【今日の一冊】 失敗しない銀行員の転職


失敗しない銀行員の転職
渡部昭彦 (日本実業出版社)


レビュー

銀行員は安定した職業だ――日本国民の大多数はそう信じている。メガバンクが常に就職人気ランキングの上位に位置しているのは、その意識を反映しているのだろう。
ところが本書を読むと、「銀行員=安定」という考えは思い込みに過ぎないことがわかる。銀行では、ごく一部のトップ層を除いて、定年前に銀行を去ることが通例になっているのだ。
本書のターゲットは銀行員。著者は日本長期信用銀行(現・新生銀行)で人事を経験した人物だ。その後セブン‐イレブン・ジャパンと楽天グループに転じて人事としてのキャリアを積み、今では人材紹介会社の代表を務める、キャリアのプロフェッショナルである。銀行員経験を有するコンサルタントという立場から、本書では、銀行員が転職を成功させるためのノウハウが詳細に語られる。
著者によれば、銀行員は転職に有利だという。もともとポテンシャルが高い人材であることに加え、銀行員という職業には一般的に良いイメージがあるからだ。
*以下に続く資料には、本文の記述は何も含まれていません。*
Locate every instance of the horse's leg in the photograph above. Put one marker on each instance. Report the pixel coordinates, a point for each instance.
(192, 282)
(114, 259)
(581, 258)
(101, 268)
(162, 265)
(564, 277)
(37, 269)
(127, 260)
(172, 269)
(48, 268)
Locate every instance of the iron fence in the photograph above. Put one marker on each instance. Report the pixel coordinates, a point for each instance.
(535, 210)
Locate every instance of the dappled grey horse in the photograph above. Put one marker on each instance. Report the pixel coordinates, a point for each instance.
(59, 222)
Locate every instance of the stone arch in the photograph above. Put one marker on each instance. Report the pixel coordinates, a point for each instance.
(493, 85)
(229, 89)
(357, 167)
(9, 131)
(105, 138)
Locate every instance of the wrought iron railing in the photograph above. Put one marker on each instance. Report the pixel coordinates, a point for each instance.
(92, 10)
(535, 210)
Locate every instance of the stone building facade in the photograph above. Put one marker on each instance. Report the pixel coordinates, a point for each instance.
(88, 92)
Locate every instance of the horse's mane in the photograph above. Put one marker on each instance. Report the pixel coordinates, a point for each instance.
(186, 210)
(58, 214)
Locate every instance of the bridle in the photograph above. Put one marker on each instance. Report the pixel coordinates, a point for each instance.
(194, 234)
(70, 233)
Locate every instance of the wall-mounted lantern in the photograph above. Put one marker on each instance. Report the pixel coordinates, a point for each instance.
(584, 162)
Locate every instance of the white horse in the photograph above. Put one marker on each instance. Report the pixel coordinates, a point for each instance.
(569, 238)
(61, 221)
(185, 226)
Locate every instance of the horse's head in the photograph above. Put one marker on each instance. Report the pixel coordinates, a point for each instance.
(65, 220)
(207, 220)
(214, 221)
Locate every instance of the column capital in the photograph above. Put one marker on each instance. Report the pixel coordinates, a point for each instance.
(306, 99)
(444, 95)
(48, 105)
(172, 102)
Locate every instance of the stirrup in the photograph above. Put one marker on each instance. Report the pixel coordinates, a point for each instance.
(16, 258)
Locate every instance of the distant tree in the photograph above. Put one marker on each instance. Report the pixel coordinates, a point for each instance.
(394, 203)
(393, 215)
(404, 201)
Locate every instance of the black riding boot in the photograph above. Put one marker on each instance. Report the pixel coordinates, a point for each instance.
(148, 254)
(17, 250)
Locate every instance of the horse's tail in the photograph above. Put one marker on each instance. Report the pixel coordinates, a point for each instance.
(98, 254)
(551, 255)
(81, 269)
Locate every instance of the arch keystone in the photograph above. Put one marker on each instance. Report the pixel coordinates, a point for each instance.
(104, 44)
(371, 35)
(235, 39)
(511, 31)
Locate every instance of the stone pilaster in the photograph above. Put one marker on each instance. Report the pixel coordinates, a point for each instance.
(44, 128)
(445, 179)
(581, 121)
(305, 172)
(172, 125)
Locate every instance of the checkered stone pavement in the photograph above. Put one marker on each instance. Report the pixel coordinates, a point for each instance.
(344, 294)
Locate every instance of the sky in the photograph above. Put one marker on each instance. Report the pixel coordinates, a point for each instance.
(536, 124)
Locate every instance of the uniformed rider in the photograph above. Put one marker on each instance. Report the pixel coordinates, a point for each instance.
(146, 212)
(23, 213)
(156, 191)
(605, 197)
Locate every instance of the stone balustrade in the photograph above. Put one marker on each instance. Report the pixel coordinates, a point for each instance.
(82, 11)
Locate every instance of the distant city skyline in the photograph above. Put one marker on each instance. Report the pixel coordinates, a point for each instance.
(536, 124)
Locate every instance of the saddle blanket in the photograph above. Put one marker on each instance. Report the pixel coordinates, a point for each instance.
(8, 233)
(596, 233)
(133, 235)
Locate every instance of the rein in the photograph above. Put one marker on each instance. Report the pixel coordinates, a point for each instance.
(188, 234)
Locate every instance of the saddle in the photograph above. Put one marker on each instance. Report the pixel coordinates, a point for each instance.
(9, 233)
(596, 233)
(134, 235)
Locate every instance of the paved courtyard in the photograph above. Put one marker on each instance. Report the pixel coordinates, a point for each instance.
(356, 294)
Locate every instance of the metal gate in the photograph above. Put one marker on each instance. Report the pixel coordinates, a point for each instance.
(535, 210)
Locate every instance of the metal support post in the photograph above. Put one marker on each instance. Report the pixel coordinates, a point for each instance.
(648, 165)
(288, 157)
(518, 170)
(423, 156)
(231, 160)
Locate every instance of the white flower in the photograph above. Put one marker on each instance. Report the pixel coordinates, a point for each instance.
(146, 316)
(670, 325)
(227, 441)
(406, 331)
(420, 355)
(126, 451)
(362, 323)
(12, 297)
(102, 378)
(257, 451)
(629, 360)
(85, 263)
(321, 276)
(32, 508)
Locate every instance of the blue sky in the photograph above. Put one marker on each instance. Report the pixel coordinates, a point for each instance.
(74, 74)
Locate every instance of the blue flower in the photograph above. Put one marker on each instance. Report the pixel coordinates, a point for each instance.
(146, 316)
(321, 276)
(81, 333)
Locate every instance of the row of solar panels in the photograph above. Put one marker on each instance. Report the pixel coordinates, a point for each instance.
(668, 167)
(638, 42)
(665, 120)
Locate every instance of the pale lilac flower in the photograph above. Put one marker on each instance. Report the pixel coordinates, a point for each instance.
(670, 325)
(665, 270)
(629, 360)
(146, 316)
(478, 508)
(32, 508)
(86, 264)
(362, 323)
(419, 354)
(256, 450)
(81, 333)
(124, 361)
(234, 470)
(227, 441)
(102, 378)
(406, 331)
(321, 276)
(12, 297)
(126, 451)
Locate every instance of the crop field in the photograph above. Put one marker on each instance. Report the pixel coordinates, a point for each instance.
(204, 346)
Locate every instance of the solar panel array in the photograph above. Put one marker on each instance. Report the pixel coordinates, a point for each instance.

お金に詳しいという強みもあるし、一般の事業会社とは違って退職勧告を受けることはないため、時間的余裕を持って納得いくまで転職活動に邁進できる点も大きい。
銀行員の方が本書の前半を読むと、今すぐにでも転職しなければならないという気持ちになり、焦りを覚えるだろう。でも安心していただきたい。後半では銀行員のための転職ノウハウがふんだんに紹介される。本書を熟読すれば、新しい道への第一歩がひらけるに違いない。


本書の要点

・銀行員は通常、定年前に転職を経験するものだ。だから常日頃から自分のキャリアを考えておかなければならない。
・安易に転職してはいけない。転職に際しては、(1)銀行における自分の立ち位置、(2)自分を支えてくれる人脈の有無、(3)景気動向などのタイミングの3つをよく考えよう。
・転職成功のカギを握るのは、応募書類と面接だ。職務経歴書には、自分が担当している業務や挙げた成果、担当社数や部下の数などを可能な限り具体的に、数字を用いて記載しよう。